Does erudition make one a leader? Can one justly refer to a man of status as a leader? If the answer is in the negative, the question arises — who is a leader? There is a certain selfless love a person must display to qualify to be called a leader, D. Gnanasundaram said in a discourse.

The spiritually inclined develop a love for all mankind; this manifests in their kindness and readiness to forgive. They are prepared to overlook the faults of others and magnify only the good qualities of others. They do not expect perfection in others, but are ready to embrace even those who have many undesirable traits. If this is the definition of a leader, the One who perhaps is the most qualified to be called a leader is God Himself.

Vaishnavite commentators elaborate on Lord Narayana’s many qualities, and the qualities of a leader become evident from their description of such qualities.

A leader must be like the moon, sandal, water and breeze, wrote Vaishnava commentators. The moon casts its cool rays on the earth, and pleases the inhabitants of the earth. The moon may wane until New Moon day; even as it does so, it continues to shed its rays upon the earth. So does a leader help others.

Sandalwood is rubbed against a stone for obtaining sandal paste. And in the process gives fragrance to others. A leader works tirelessly for the welfare of others, with no thought for his comforts. There is more pleasure in giving than in receiving.

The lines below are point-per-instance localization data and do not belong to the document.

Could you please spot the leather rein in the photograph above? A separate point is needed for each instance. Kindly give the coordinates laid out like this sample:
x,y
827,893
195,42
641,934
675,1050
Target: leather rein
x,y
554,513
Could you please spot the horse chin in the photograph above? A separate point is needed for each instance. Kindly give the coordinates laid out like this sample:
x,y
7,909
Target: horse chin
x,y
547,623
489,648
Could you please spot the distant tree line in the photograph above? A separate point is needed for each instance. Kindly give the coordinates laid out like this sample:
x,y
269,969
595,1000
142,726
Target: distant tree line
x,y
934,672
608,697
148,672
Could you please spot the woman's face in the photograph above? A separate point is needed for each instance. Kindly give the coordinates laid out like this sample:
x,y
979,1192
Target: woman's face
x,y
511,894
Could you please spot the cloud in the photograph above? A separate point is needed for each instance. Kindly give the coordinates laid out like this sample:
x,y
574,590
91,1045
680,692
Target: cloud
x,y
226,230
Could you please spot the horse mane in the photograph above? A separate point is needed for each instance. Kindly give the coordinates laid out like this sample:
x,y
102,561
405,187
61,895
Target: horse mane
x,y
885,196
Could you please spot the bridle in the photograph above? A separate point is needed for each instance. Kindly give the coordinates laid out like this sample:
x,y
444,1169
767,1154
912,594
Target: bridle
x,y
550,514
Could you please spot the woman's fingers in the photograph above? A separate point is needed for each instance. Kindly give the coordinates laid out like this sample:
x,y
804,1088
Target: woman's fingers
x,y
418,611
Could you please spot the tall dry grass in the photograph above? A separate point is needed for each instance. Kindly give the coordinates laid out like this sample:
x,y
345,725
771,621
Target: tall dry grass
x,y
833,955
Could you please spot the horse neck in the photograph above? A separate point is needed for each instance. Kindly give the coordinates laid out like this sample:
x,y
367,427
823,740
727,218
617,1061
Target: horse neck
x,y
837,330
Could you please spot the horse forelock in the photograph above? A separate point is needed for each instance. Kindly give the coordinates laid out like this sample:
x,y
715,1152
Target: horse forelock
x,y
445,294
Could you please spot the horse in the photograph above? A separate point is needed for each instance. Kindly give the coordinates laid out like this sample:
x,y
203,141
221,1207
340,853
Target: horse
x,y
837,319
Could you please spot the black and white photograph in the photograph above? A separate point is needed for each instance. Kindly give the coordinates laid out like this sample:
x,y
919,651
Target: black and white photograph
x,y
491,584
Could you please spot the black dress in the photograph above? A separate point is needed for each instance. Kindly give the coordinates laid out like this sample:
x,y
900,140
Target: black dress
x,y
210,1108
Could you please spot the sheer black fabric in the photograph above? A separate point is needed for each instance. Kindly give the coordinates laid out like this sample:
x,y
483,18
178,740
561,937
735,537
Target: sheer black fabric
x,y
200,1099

Water is akin to a selfless person too. Water cleanses our bodies of dirt, but while doing so, the water itself becomes dirty. A leader may suffer while he helps others, but he doesn’t stop because of his own discomforts. The breeze willingly absorbs the air we exhale. Likewise a true leader accepts us despite our faults. In short, a leader is a selfless person, whose concern is for others, never for himself. Who but God can answer to this description? Judged by such standards, how many who call themselves leaders are truly justified in styling themselves so?